The milkmen

By Razib Khan | January 16, 2012 12:09 am

Dienekes and Maju have both commented on a new paper which looked at the likelihood of lactase persistence in Neolithic remains from Spain, but I thought I would comment on it as well. The paper is: Low prevalence of lactase persistence in Neolithic South-West Europe. The location is on the fringes of the modern Basque country, while the time frame is ~3000 BC. Table 3 shows the major result:

Lactase persistence is a dominant trait. That means any individual with at least one copy of the T allele is persistent. As Maju noted a peculiarity here is that the genotypes are not in Hardy-Weinberg Equilibrium. Specifically, there are an excess of homozygotes. Using the SJAPL location as a potentially random mating scenario you should expect ~7 T/C genotypes, not 2. Interestingly the persistent individual in the Longar location also a homozygote.


HWE makes a few assumptions. For example, no selection, migration, mutation, or assortative mating. Deviation from HWE is suggestive of one of these dynamics. The sample size here is small, but the deviation is not to be dismissed. Recall that lactase persistence has dominant inheritance patterns. If the trait was being positively selected for you would only need one copy. The enrichment of homozygotes is unexpected if selection in situ is occurring here. It can not be ruled out that one is observing the admixture of two distinct populations. One generation of random mating would generate HWE, but when populations hybridize in realistic scenarios this is not always a plausible assumption. Rather, assortative mating often persists over the generations, slowing down the diminishing of population substructure.

Stepping back from speculation in this case what can we say? First, the LCT locus has a large mutational target. The trait of lactase persistence has arisen multiple times via different mutational events across the Old World. But, there does seem to be one particular variant which is found from Spain to Northern India. There is some circumstantial evidence that the allele had its origin somewhere in Central Eurasia, but currently its modal frequency is in Northern Europe, Scandinavia and Germany. The region in the genome around this mutation is characterized by a very long haplotype. It is one of the most definitive loci as a candidate for natural selection in the human genome. There is now a fair amount of ancient DNA evidence that lactase persistence in Europe is a feature of the last ~5,000 years or so. Among the modern Basques the frequency of the allele is 66 percent.

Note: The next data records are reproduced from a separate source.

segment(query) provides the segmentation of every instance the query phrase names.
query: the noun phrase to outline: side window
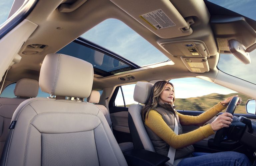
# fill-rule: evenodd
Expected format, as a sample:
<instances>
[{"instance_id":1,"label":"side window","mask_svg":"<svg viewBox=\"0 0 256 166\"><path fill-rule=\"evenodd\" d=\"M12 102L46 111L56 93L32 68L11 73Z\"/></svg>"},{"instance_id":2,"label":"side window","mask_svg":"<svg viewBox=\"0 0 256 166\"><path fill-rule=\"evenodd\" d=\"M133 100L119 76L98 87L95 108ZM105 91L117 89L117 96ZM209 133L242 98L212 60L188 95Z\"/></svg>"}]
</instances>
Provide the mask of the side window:
<instances>
[{"instance_id":1,"label":"side window","mask_svg":"<svg viewBox=\"0 0 256 166\"><path fill-rule=\"evenodd\" d=\"M228 88L196 78L170 80L174 87L175 105L177 110L205 111L218 102L238 95L243 102L235 113L246 114L246 101L251 98Z\"/></svg>"},{"instance_id":2,"label":"side window","mask_svg":"<svg viewBox=\"0 0 256 166\"><path fill-rule=\"evenodd\" d=\"M41 88L39 87L38 89L38 93L37 94L37 96L36 97L46 98L49 97L50 97L50 94L42 91Z\"/></svg>"},{"instance_id":3,"label":"side window","mask_svg":"<svg viewBox=\"0 0 256 166\"><path fill-rule=\"evenodd\" d=\"M16 83L14 83L9 85L3 91L0 97L7 97L8 98L14 98L16 97L14 95L13 91L15 88ZM36 97L47 97L50 96L50 95L45 92L44 92L41 90L41 88L39 87L38 89L38 93Z\"/></svg>"},{"instance_id":4,"label":"side window","mask_svg":"<svg viewBox=\"0 0 256 166\"><path fill-rule=\"evenodd\" d=\"M133 100L133 92L135 85L135 84L133 84L120 87L115 100L116 107L129 107L132 104L138 104L137 102Z\"/></svg>"},{"instance_id":5,"label":"side window","mask_svg":"<svg viewBox=\"0 0 256 166\"><path fill-rule=\"evenodd\" d=\"M7 97L8 98L14 98L16 97L14 95L14 93L13 91L15 88L15 86L16 85L16 83L14 83L10 85L9 85L2 92L0 97Z\"/></svg>"}]
</instances>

For me the key issue is teasing apart the role of migration and selection in each specific case. It does not seem to be correct that the frequency of the -13910T LCT allele in Basques and Punjabis is reflective of the frequency of recent common ancestry. That implies that natural selection is at work at this locus. On the other hand, the haplotype which is present in both the Basque and Punjabis is likely to be descended from a common set of individuals, implying that there is a genealogical chain connecting these two very distinct and distant Eurasian populations. Therefore, we can potentially make some inferences about the power of migration in spreading distinctive alleles. Often we partition selection from genealogical information, because selection so often serves to distort the signal. But the genealogical patterns may lay at the heart of the distribution of different natural selective events at the LCT locus.

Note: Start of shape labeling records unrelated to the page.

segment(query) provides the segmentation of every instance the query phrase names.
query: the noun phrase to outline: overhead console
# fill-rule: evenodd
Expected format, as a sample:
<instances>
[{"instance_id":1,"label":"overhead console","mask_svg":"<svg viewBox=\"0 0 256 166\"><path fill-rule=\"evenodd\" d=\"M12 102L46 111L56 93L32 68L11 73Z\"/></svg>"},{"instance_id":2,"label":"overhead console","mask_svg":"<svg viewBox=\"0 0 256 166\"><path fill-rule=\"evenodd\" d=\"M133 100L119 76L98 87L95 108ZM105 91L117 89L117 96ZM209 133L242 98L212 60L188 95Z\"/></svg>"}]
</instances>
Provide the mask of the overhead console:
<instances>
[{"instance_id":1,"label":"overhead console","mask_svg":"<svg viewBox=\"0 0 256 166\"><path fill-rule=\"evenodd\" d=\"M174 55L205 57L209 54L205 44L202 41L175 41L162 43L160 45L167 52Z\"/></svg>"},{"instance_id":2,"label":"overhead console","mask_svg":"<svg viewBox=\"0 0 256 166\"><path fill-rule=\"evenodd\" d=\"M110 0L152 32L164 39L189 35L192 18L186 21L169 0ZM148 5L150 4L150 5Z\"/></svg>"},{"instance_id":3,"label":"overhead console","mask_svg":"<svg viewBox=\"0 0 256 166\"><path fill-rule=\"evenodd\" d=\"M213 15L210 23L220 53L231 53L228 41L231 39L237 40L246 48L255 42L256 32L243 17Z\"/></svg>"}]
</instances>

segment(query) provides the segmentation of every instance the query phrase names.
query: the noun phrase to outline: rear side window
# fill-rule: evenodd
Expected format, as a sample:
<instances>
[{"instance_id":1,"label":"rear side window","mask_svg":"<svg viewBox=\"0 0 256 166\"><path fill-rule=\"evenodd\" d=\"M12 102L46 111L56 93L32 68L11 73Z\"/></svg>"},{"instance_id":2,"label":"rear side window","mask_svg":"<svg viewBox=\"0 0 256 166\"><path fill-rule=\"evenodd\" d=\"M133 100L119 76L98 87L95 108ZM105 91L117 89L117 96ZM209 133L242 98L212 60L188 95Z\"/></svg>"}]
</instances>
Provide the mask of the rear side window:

Overall, I would say that the results from ancient DNA are disordering and clouding simple elegant models. One hopes and presumes that as sample sizes increase in this domain we’ll start to see more clarity as new paradigms crystallize.

Citation: European Journal of Human Genetics, 10.1038/ejhg.2011.254

  • Grey

    Makes me wonder about the Hindu thing. An actual taboo might hint at a moment in time with a group of people hungry enough to want to eat their cattle who could only survive if they didn’t.

  • http://washparkprophet.blogspot.com ohwilleke

    The case for the T allele having selective advantage in situ for the Basque seems pretty weak, because it is no so nearly powerfully enriched in neighboring populations and a nearby older Neolithic site find it to be lacking.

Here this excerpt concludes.